Both of us have quit -- I had no choice -- I got pneumonia. I smoked cigarettes from the time I was 15 until I discovered marijuana. Then I developed a kind of chronic bronchitis. Whenever I’d get a cold, bam, it would go to my lungs, and I would always have these horrible chest infection things. But I kept smoking marijuana until around ‘76, when I got pneumonia real bad, ended up in the hospital with an IV in my arm -- they didn’t tell me this, but H said for awhile they didn’t know. I mean, I was in the cabin with a fever of 103 for three days, dehydrating real bad -- anyway, while I was there in my delirium, I thought, oh, smoking -- this is not good. I got the message, thank you very much. I quit. That was a lot of years -- I smoked a lot.

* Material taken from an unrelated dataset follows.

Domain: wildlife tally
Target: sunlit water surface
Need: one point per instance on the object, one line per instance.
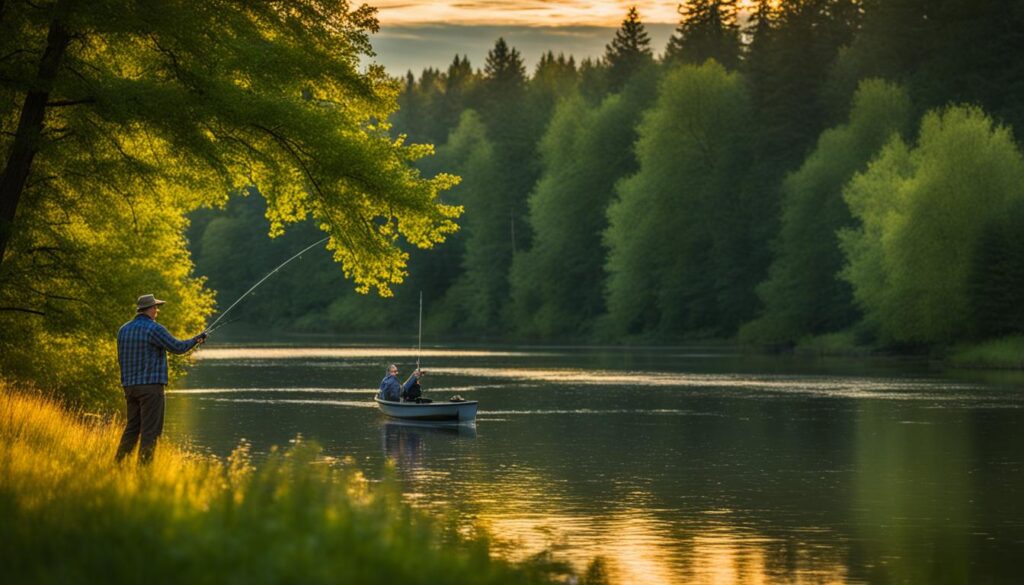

I think we’ve made a difference, but I don’t know if it’s all real great. I think a lot of change for the good has resulted, particularly in environmental issues. That battle, that consciousness has changed. In general tolerance. There’s still a long way to go. It’s a process. But we started the process with an intensity that has kept it alive.

The whole drug thing was kind of negative. It was so much easier then, and it wasn’t quite so scary. I think that the whole drug thing has gotten so out of hand and there are so many scary drugs out there, things that are real dangerous. I mean, the drugs we used -- marijuana, acid, mescaline -- I don’t think they were scary. Now all kinds of things can really destroy people. And I think that was a path we opened. And the use is different. Recreational.

The sexual thing -- I think it needed some breaking down. I was pretty promiscuous, a lot of sex without much else. It seemed just fine. We didn’t have AIDS to deal with, a major difference. From my perspective now, I’m not so sure. It’s not like I’ve become a prude or anything, but I question it more. I was in my 20s -- my daughter is 14. I’m hoping to hold her off for a few more years. She has not asked me about my sexual background. I’m not quite sure how I’ll talk to her about it. She’s quite sure she can do anything at her age that I did in my 20s. I’ve felt real lucky that she’s been at school with H. She likes having him there because he’s a popular teacher, and that helps. One more year, and then we’ll have to turn her loose at the high school. At her age, I was a pretty straight and narrow kid right through high school, played on the basketball team, went to my church youth group, did the whole honor student thing.